前回の高速道路襲撃事件を思い出す。早くベガスに帰りたい。なぜいつも罪悪感ばかり募るのだ。
そこにカウスがやってきた。
「あのファクト。非がないわけないじゃないですか。」
「え?」
「勝手に響さんを追った時点で………」
自らの手で自らの首を切るポーズをするカウス。
「アウトです!」
「マジっすか?!!シリウス付きでも?!」
「危険行動。独房どころではありません。」
「ええ!!!」
衝撃である。
ただ単に見失ってはいけないと思っただけで、シリウスにも出会ったので一緒に乗って来たのだ。こんな最強の仲間がいてもダメなのか!そんな仲間を撃ってしまったけれど。
そんなシリウスは哀れな姿で目をぱちくりさせる。シリウスまで回路がおかしくなったのか、暴言まで言い出した。
「それに初めて傷ものになってしまいました…。責任は取っていただけるのでしょうね?」
「傷もの???」
「またデートしましょう!」
「はあ?!!」
また?またって何?という顔で、眺める周囲。
「ちょ、その前に待って…。シリウスのメンテって…。」
考えて青くなる。母も関わっていたらどうしよう…。むしろシリウスの受けた最初の打撃がモーゼスでもなく軍隊でもなく息子とは…。

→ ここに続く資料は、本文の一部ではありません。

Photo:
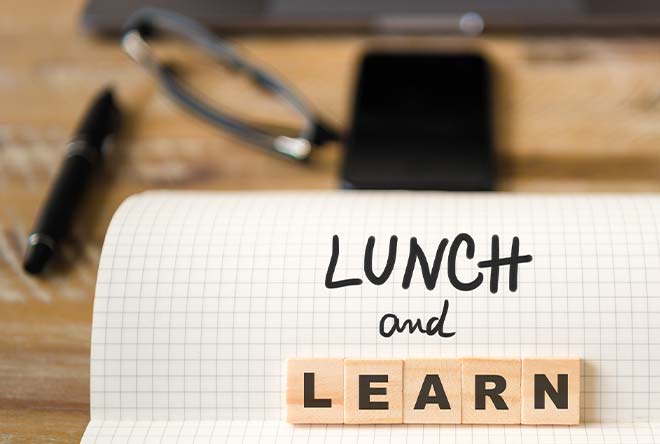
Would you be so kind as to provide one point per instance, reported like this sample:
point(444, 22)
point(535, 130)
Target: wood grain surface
point(572, 113)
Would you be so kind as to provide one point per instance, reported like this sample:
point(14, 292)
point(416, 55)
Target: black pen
point(83, 155)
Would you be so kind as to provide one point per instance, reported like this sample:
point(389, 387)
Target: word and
point(431, 273)
point(390, 324)
point(433, 391)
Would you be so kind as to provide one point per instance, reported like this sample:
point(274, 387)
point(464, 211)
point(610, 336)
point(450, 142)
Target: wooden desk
point(572, 114)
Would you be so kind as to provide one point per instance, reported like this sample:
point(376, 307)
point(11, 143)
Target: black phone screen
point(421, 121)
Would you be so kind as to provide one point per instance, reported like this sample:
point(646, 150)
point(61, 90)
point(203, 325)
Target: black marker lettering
point(368, 261)
point(329, 283)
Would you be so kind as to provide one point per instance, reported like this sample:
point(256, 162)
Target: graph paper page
point(201, 298)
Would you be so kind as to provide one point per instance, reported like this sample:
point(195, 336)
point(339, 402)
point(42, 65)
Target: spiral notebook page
point(201, 298)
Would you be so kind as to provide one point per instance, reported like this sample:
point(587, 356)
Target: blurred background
point(574, 106)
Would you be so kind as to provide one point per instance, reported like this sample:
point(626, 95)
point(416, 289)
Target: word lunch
point(433, 391)
point(462, 245)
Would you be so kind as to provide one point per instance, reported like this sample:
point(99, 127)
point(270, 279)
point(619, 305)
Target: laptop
point(432, 16)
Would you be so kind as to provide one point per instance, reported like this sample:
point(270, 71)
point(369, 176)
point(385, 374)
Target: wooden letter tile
point(315, 391)
point(491, 391)
point(551, 391)
point(373, 391)
point(432, 391)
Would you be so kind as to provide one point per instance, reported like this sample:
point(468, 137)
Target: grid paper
point(201, 297)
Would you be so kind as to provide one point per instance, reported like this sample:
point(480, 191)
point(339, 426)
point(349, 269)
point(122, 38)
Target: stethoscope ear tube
point(148, 22)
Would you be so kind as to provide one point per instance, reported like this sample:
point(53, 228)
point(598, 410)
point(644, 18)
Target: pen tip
point(36, 257)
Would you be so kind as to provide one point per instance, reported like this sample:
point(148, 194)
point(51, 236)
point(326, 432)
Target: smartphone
point(421, 121)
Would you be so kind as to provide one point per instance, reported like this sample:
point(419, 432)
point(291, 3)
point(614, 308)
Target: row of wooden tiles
point(433, 391)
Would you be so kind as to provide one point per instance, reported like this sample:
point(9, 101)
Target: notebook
point(201, 298)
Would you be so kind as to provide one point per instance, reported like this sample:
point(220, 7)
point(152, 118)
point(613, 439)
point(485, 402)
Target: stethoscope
point(148, 22)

何をしていたのか、なぜ戦闘現場にいたのか……あらゆる追及をされるに違いない。
「カウスさん…助けてください……。むしろずっと独房に入れてください…。」
「悪どい場合独房って、トイレも全部敷居なしでカメラ付きですよ?」
カメラは部屋にもよるが。
「っ!…それも嫌だけれど…。ああ、やってしまった!」
母ミザルから責めを食らうよりはいい気がする……とプライドもなくし、完全に落ち込むのであった。
しょうもない息子でも見るように、シリウスはファクトを眺めていた。